Не хочу думать, не хочу вспоминать. Буду жить здесь и сейчас, и решать проблемы по мере их поступления. Потому что есть кое-что посерьёзнее плохих воспоминаний.
Выбираюсь из ванной, обтираюсь пушистым полотенцем и заворачиваюсь в халат. Он явно на пару размеров больше — приходится подкатить рукава, а полы волочатся за мной байковым шлейфом.
Я бы могла всё изменить. Одним взмахом руки. Раньше.
Прикрываю глаза, сжимаю кулаки, пытаюсь почувствовать силу.
Нет. Глухо.
Страх слизкой змеёй вползает в душу.
Что они сделали со мной, те мрази в подвале? Как смогли! Я ведь — богиня! Великая богиня Подземной весны.
Заталкивая панику поглубже, подхватываю чересчур длинные полы, чтобы не путаться, и решительно иду туда, где надеюсь найти Гермеса, — в библиотеку. И действительно нахожу его там.
Сидит в высоком, обитом коричневой кожей, кресле, закинув ногу за ногу, и читает книгу. Увидев меня, стремительно закрывает фолиант, но я успеваю заметить название — «Сказки народов мира». На его красивых губах тут же появляется ехидная, но при этом довольная улыбка.
— Кора! Вот это подарок! Ты — в моём халате! Его же теперь стирать нельзя.
Но мне не до веселья. Забираюсь в свободное кресло с ногами, кутаюсь в халат, тщательно укрываю щиколотки — а то Гермес вон как на них пялится! — и, опустив взгляд, говорю зло:
— Хватит паясничать. Я больше не могу… по-божественному… ничего… Не чувствую силу. Словно оглохла и ослепла. Мне страшно, Гермес.
Он мгновенно серьёзнеет и оказывается рядом, всё-таки заглядывает в лицо, и в глазах его — неподдельная тревога.
— Они доставали при тебе такие зелёные камни?

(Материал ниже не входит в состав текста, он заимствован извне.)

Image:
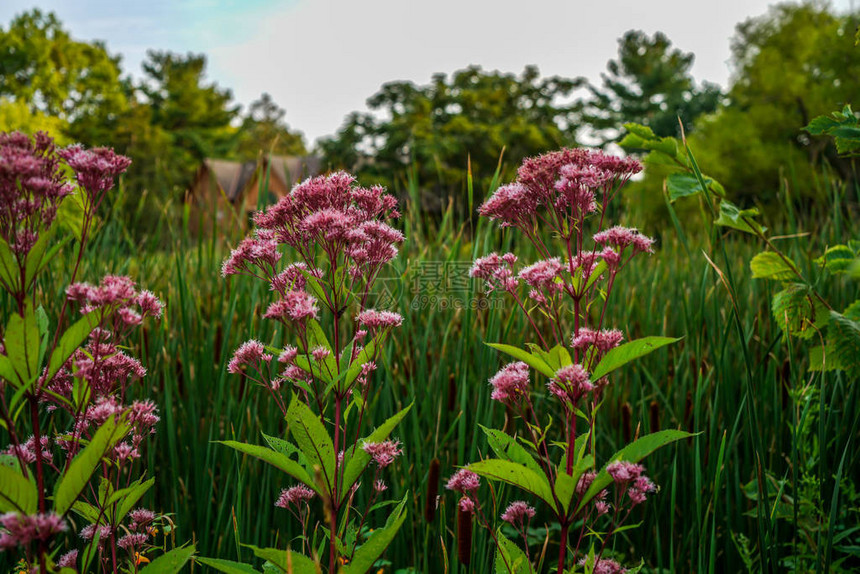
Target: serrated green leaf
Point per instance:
(530, 359)
(769, 265)
(515, 474)
(276, 459)
(17, 494)
(634, 452)
(372, 549)
(355, 462)
(75, 478)
(73, 338)
(227, 566)
(509, 558)
(623, 354)
(285, 560)
(740, 219)
(312, 438)
(798, 312)
(172, 562)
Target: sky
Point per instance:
(322, 59)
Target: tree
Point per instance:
(42, 66)
(263, 129)
(436, 128)
(650, 84)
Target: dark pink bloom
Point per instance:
(511, 382)
(383, 453)
(464, 481)
(295, 306)
(250, 353)
(518, 513)
(295, 496)
(375, 320)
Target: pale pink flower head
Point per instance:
(570, 383)
(605, 566)
(383, 453)
(295, 306)
(511, 382)
(518, 513)
(621, 237)
(512, 204)
(464, 481)
(375, 320)
(623, 472)
(295, 496)
(249, 354)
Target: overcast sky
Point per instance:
(321, 59)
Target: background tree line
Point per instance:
(794, 63)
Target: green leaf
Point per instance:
(740, 219)
(312, 438)
(171, 562)
(837, 259)
(515, 474)
(9, 273)
(509, 558)
(633, 452)
(17, 494)
(227, 566)
(22, 343)
(75, 478)
(843, 335)
(73, 338)
(530, 359)
(355, 463)
(276, 459)
(623, 354)
(798, 311)
(285, 560)
(506, 447)
(684, 184)
(372, 549)
(769, 265)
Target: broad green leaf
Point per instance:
(843, 335)
(740, 219)
(837, 259)
(129, 497)
(516, 474)
(17, 494)
(227, 566)
(798, 311)
(530, 359)
(623, 354)
(75, 478)
(172, 562)
(276, 459)
(286, 560)
(22, 343)
(73, 338)
(770, 265)
(509, 558)
(355, 463)
(9, 273)
(507, 448)
(372, 549)
(312, 438)
(633, 452)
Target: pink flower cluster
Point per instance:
(32, 185)
(383, 453)
(22, 529)
(511, 383)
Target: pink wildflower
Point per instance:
(464, 481)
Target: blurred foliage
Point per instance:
(649, 84)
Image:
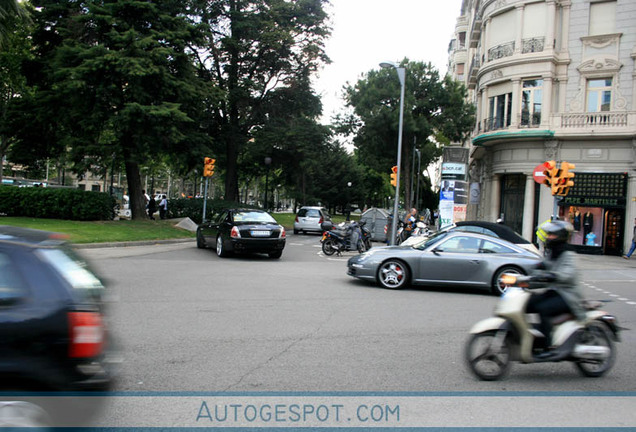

Ну, те уроды в подвале?
— Да, — говорю, холодея.
— Тогда всё действительно плохо, — он произносит это без всякой иронии, и меня пробирает от правдивости сказанного.
Чувствую, как стучат зубы.
— И что… что теперь делать?..
— Ждать, — печально говорит он, поднимаясь и отворачиваясь от меня.
— Чего?
— Когда ты полностью исчезнешь…
Слова падают — булыжниками в воду, обдают холодными брызгами ужаса.